This rule-based approach offers a significant advantage over learned classifiers: it produces decisions that can be audited, explained, and updated. When AgentWatcher flags an injection, it can indicate which rule was triggered and which context segment triggered it — giving human operators a transparent trace of the detection reasoning. This is essential for deployment in high-stakes contexts where security decisions must be accountable.

The rules themselves are designed to be general rather than brittle pattern matches. Rather than flagging specific phrases, they encode the structural intent of injection attacks — making the system more robust to the lexical variation that adversaries use to evade surface-level filters.

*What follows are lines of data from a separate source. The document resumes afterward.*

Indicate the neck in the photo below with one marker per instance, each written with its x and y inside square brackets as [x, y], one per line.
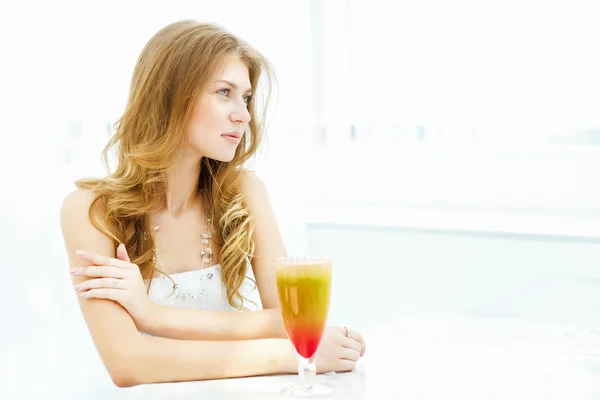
[183, 185]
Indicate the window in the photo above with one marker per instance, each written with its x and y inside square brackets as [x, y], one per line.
[460, 105]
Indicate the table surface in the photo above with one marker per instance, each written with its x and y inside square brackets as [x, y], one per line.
[436, 359]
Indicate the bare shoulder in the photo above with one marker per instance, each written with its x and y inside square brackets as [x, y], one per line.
[76, 205]
[254, 189]
[77, 229]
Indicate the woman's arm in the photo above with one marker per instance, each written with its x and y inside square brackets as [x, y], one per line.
[267, 238]
[131, 358]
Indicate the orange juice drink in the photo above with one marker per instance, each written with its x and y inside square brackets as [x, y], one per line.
[304, 291]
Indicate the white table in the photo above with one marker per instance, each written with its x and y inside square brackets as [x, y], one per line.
[438, 359]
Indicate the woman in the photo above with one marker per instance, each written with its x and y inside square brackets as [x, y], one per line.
[171, 242]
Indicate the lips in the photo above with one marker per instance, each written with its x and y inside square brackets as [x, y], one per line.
[233, 135]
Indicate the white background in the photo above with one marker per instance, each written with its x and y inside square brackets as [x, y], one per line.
[445, 153]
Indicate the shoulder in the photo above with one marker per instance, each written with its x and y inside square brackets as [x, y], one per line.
[78, 203]
[75, 211]
[250, 182]
[254, 189]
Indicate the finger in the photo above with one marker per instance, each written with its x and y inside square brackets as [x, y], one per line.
[102, 260]
[99, 272]
[100, 283]
[351, 344]
[358, 337]
[108, 294]
[350, 354]
[122, 253]
[345, 365]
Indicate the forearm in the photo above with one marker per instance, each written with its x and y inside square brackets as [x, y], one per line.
[193, 324]
[169, 360]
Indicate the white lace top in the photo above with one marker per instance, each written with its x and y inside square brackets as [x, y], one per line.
[202, 289]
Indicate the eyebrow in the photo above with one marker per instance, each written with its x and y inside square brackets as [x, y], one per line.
[232, 84]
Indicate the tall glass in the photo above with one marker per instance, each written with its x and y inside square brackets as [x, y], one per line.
[304, 286]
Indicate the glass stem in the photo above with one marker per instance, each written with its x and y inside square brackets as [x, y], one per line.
[307, 370]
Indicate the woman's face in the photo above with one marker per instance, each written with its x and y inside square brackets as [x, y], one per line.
[220, 113]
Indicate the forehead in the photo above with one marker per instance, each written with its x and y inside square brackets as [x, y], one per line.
[235, 70]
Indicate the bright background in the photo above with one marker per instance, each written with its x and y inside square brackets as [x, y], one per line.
[444, 153]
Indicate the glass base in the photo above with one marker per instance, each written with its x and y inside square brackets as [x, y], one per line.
[300, 390]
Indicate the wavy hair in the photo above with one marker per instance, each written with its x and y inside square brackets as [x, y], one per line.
[172, 68]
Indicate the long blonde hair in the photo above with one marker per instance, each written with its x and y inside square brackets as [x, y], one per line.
[174, 65]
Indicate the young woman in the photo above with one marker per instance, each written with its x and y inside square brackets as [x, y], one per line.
[179, 237]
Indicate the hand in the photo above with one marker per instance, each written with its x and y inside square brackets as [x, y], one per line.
[338, 352]
[115, 279]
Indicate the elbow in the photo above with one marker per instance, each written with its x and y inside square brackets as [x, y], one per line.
[124, 375]
[122, 378]
[123, 369]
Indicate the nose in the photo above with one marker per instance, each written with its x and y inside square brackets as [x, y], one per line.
[240, 114]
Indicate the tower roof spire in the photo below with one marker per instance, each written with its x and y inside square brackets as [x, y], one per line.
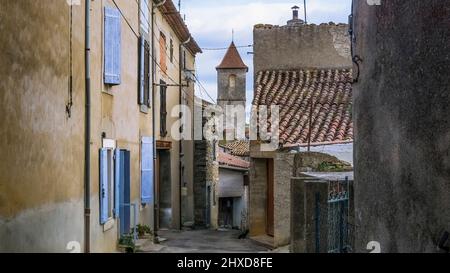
[232, 59]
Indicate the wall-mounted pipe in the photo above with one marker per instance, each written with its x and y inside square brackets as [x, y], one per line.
[87, 135]
[181, 66]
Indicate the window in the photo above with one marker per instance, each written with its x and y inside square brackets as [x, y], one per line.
[144, 16]
[162, 52]
[171, 50]
[144, 73]
[163, 109]
[232, 81]
[184, 60]
[112, 46]
[109, 199]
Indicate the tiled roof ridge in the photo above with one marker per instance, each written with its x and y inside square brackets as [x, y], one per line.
[270, 26]
[295, 89]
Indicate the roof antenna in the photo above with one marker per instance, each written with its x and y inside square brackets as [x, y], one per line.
[306, 22]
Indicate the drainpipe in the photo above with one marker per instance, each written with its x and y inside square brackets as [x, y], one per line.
[155, 202]
[87, 136]
[181, 151]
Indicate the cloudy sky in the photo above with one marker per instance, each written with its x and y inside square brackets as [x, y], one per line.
[211, 23]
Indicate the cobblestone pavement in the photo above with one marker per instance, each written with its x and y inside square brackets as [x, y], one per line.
[203, 241]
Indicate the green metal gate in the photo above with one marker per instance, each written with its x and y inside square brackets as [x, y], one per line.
[337, 216]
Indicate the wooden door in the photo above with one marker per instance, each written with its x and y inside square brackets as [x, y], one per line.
[270, 198]
[157, 185]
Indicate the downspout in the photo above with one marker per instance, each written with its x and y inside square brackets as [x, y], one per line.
[87, 135]
[180, 148]
[155, 203]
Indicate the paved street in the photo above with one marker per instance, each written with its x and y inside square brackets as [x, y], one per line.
[203, 241]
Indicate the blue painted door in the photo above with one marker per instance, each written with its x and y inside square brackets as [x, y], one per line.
[124, 192]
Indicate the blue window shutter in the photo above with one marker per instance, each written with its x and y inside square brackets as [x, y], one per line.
[147, 170]
[141, 69]
[103, 186]
[118, 173]
[112, 46]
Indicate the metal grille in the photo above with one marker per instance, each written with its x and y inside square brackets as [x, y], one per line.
[336, 217]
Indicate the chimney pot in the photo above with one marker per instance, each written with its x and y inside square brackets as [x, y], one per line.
[295, 12]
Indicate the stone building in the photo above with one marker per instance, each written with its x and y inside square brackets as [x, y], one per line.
[77, 133]
[206, 177]
[401, 114]
[231, 91]
[305, 69]
[232, 191]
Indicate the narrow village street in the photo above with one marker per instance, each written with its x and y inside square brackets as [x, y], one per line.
[203, 241]
[246, 126]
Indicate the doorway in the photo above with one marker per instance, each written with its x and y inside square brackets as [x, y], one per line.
[164, 190]
[123, 163]
[270, 220]
[226, 212]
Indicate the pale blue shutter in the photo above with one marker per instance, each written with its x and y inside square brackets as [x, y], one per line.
[147, 170]
[141, 70]
[103, 186]
[112, 46]
[117, 178]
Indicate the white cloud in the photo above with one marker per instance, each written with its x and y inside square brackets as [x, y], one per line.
[211, 23]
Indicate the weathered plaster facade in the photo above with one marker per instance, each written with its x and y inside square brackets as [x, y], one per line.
[41, 180]
[279, 48]
[401, 114]
[304, 46]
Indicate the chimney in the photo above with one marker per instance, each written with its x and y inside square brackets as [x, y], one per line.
[296, 21]
[295, 12]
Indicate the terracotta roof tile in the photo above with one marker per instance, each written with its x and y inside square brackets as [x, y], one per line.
[330, 91]
[232, 161]
[232, 59]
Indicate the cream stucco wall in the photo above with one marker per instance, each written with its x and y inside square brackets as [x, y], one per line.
[41, 176]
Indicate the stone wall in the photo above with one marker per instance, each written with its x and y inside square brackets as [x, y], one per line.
[206, 174]
[402, 131]
[292, 47]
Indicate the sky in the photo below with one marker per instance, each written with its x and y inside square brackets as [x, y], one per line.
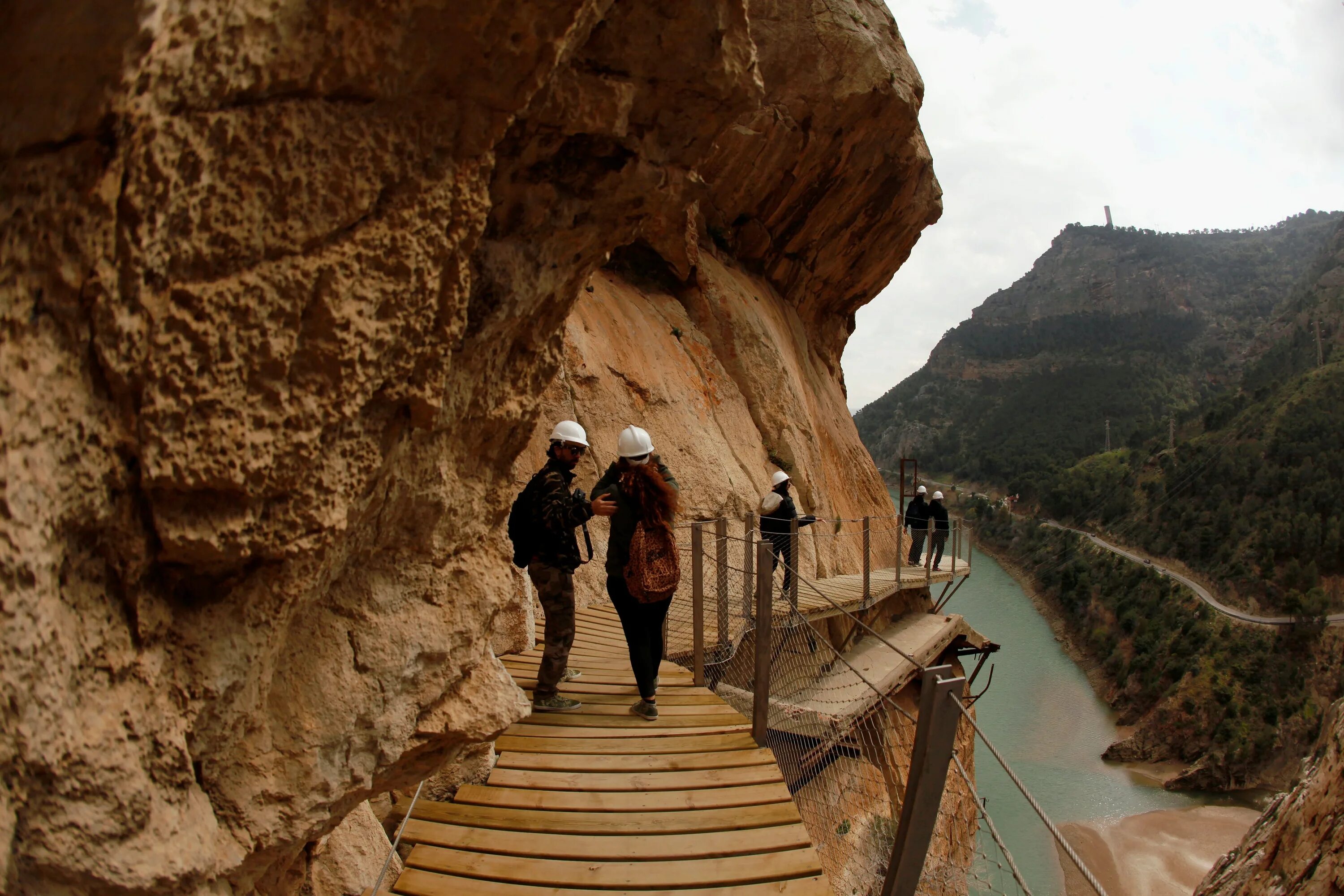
[1176, 113]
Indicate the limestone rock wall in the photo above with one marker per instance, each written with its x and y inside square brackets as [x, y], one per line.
[1297, 845]
[283, 284]
[726, 378]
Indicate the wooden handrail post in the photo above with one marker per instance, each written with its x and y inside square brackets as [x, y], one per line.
[721, 562]
[936, 734]
[901, 551]
[867, 560]
[793, 562]
[764, 626]
[698, 601]
[956, 531]
[748, 566]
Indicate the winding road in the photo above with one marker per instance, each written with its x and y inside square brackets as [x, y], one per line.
[1336, 618]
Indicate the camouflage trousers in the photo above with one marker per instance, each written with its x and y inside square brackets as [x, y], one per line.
[556, 591]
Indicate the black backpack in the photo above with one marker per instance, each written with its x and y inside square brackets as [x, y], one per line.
[521, 524]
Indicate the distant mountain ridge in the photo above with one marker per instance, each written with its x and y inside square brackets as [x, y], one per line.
[1109, 323]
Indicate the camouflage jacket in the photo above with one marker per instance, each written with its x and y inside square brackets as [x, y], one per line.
[557, 512]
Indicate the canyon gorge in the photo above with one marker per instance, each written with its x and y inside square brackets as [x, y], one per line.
[288, 291]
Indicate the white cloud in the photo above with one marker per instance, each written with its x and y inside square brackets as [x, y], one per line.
[1176, 113]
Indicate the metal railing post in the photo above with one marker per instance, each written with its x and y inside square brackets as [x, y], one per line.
[793, 562]
[956, 535]
[867, 560]
[764, 622]
[721, 562]
[929, 552]
[901, 552]
[748, 564]
[936, 735]
[698, 601]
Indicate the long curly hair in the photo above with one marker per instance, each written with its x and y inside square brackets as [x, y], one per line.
[655, 501]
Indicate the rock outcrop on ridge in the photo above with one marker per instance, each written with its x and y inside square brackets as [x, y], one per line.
[283, 288]
[1297, 845]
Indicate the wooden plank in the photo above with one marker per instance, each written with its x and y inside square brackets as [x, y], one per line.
[683, 743]
[621, 708]
[609, 823]
[648, 730]
[636, 762]
[666, 702]
[581, 719]
[550, 872]
[422, 883]
[582, 847]
[621, 801]
[601, 782]
[621, 664]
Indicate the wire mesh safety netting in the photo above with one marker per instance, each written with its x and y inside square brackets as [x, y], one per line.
[842, 745]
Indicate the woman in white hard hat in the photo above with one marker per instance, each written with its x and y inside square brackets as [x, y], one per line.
[939, 513]
[777, 515]
[644, 492]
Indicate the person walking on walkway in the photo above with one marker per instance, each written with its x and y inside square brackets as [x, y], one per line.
[917, 520]
[940, 528]
[557, 511]
[644, 492]
[777, 515]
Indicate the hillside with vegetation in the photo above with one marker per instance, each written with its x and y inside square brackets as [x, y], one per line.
[1120, 324]
[1252, 500]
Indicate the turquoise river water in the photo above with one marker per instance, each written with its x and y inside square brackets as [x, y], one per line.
[1042, 714]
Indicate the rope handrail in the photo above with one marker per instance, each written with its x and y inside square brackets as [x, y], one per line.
[961, 769]
[1012, 775]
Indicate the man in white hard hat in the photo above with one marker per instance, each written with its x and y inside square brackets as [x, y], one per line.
[917, 520]
[777, 515]
[557, 511]
[642, 621]
[940, 528]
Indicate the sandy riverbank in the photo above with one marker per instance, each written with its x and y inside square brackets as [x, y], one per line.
[1158, 853]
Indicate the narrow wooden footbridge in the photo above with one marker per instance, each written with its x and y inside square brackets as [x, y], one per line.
[603, 801]
[707, 798]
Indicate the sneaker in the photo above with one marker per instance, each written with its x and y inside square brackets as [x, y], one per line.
[556, 703]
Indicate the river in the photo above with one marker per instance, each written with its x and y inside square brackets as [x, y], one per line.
[1051, 727]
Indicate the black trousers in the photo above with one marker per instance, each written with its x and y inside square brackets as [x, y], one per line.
[940, 540]
[917, 538]
[643, 626]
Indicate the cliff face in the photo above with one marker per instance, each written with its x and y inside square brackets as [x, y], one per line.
[1297, 845]
[283, 288]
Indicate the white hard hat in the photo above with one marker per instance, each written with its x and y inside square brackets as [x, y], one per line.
[633, 443]
[569, 432]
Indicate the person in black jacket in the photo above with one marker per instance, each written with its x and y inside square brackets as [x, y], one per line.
[557, 511]
[776, 524]
[917, 520]
[940, 528]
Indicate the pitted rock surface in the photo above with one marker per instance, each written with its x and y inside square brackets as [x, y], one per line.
[284, 287]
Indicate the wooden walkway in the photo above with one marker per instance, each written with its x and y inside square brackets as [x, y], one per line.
[603, 801]
[847, 590]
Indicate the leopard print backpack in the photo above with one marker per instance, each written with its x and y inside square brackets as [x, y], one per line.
[654, 570]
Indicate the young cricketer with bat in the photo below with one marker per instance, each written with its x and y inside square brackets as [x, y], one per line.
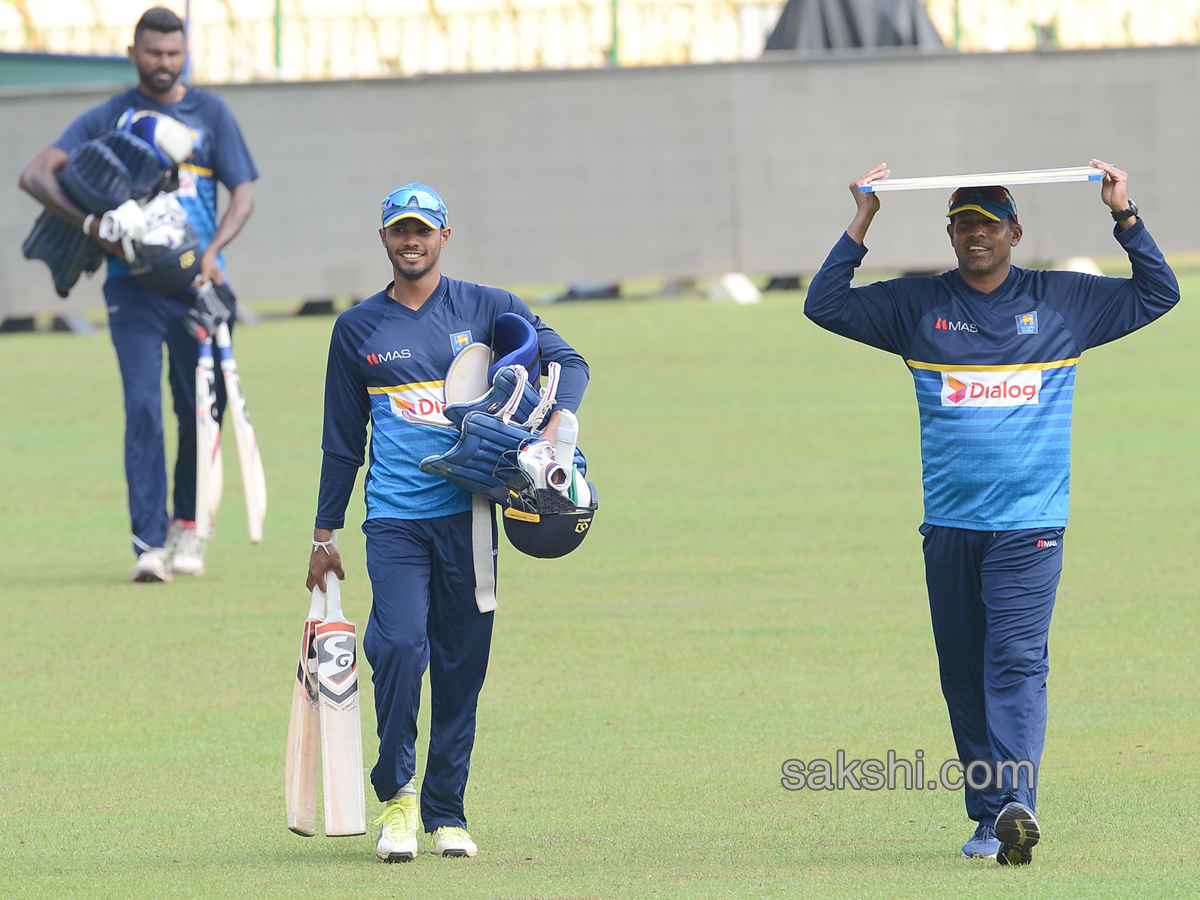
[429, 545]
[142, 321]
[993, 351]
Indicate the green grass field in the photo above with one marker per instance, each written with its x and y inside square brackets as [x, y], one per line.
[753, 592]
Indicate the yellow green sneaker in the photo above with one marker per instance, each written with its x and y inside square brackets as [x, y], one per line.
[397, 831]
[451, 841]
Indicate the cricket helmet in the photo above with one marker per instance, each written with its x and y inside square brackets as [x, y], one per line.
[547, 525]
[168, 269]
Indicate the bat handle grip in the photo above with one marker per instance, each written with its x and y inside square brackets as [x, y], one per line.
[317, 610]
[334, 595]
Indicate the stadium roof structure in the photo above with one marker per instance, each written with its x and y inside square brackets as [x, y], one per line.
[853, 24]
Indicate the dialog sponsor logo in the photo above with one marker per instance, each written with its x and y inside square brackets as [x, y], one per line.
[991, 389]
[421, 406]
[423, 401]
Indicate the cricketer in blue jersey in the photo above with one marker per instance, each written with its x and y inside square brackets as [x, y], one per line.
[993, 351]
[141, 321]
[431, 546]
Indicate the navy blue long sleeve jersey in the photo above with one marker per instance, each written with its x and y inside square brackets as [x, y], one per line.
[995, 373]
[385, 358]
[220, 154]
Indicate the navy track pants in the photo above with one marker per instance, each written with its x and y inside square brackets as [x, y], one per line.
[424, 615]
[139, 323]
[990, 598]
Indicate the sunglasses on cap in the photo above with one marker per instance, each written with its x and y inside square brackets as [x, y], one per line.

Evaluation on Tool-Use and Long-Context Benchmarks

AgentWatcher is evaluated on tool-use agent benchmarks and long-context datasets, testing both detection accuracy and utility preservation. The results demonstrate strong performance on both dimensions: the system successfully detects injections across diverse attack strategies while maintaining agent utility on non-adversarial inputs — a false-positive rate that is low enough for practical deployment.

The long-context evaluation is particularly significant. Existing detection approaches degrade as context length increases, because they must process proportionally more irrelevant content. AgentWatcher’s attribution-first design largely decouples detection performance from raw context length, since only the causally influential subset is evaluated against the rule set.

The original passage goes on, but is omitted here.